REDMOS: Redhouse's Cosmos
REDMOS (REDhouse’s CosMOS): Embracing the Digital Frontier in Turkish Historical Lexicography: A Digital Monographic Case Study of Redhouse’s Lexicographical Identity and Practices through the Lens of el-Hazinetü’l-Aziziyye fi’l-Lugâti’l-Osmâniyye
REDMOS is a digital monographic case study that examines Sir James W. Redhouse’s identity as a lexicographer together with his dictionary texts, letters, archival documents, traces of preparation, and intellectual contact networks. The project aims to make Redhouse’s lexicographical work visible as a document-based process of knowledge production, extending beyond the completed dictionary texts themselves.

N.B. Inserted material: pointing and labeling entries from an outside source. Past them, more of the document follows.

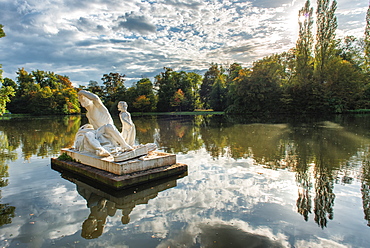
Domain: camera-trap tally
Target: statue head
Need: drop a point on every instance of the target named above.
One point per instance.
(122, 106)
(85, 102)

The study focuses in particular on the lexicographical practices that took shape around el-Hazinetü’l-Aziziyye fi’l-Lugâti’l-Osmâniyye. Redhouse’s word selection, modes of definition, use of sources, preparatory processes, correspondence, and intellectual milieu are reassessed through digital research methods, document-based traceability, and network-oriented modes of reading.
REDMOS proposes a model of study in digital monograph format for Turkish historical lexicography. This model approaches dictionaries not as static reference works, but as multilayered research objects formed through the relationships between author, text, archive, correspondence, source, contact network, and historical context. In this way, Redhouse’s lexicographical practices can be examined within the textual, documentary and intellectual contexts of Ottoman-period lexicographical history.
Host institution/context: University of Cambridge / Cambridge Digital Humanities
Research context: Conducted through on-site research within the archival ecosystem of Cambridge Digital Humanities and Cambridge Library.
Logo design: Assoc. Prof. Dr Şermin Kalafat
Publication Note
Project data will be released incrementally following the publication of the first articles, in accordance with intellectual property rights.